Du 24 au 26 mai 2023, un séminaire était organisé portant sur « Le dépeuplement de certaines régions : une menace pour l’égalité des chances ». USO a organisé ce séminaire – CCFAS (Le syndicat des travailleurs – Centre confédéral de formation et d’action sociale), en commun avec le MCL/EFAL (Movimento Cristiano Lavoratori/Ente Nazionale per la Formazione e l'Addestramento dei Lavoratori), le premier sous l’égide d’EZA qui a eu lieu dans deux pays avec des présentations en miroir sur la situation dans les deux pays, a essayé de radiographier la dépopulation en Europe et de montrer comment cela affectait l’inégalité des chances.
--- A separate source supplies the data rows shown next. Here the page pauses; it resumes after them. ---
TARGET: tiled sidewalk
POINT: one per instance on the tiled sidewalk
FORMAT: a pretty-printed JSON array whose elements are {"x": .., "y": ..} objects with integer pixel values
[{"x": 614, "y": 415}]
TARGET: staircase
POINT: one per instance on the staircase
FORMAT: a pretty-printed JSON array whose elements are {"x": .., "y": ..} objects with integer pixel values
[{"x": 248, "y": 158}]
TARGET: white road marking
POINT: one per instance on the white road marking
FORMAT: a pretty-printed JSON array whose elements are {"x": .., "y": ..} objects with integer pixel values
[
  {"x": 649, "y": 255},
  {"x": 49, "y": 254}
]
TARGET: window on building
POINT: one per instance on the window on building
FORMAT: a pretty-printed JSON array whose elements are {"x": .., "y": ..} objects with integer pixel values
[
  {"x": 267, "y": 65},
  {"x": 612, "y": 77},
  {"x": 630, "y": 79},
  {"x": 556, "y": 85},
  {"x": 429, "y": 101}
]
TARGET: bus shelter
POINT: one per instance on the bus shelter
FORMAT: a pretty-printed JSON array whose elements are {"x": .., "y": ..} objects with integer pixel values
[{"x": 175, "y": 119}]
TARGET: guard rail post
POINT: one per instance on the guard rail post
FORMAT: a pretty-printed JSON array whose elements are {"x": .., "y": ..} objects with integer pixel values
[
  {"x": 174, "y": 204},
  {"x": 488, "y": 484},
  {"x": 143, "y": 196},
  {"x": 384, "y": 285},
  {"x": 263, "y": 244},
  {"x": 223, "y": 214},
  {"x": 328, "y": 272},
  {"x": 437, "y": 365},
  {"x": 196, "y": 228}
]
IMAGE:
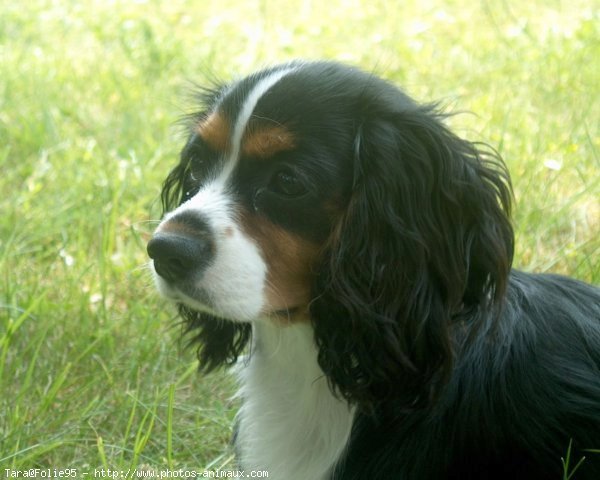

L’Union européenne a financé le séminaire.

Et ici, à Villafranca del Bierzo, nous connaissons la réalité de tout le nord-ouest de la péninsule ibérique dans cette première partie du projet.

Dans le premier aperçu du séminaire, nous apprenons à connaitre El Bierzo en profondeur. La seule région de Castille-et-León, dans la province de León, aux frontières de la Galice et des Asturies et proche de Zamora et du Portugal. Avec certaines d’entre elles, spécialement avec le sud des Asturies, elle partage une partie de ses problèmes concernant l’énergie et les transitions écologiques.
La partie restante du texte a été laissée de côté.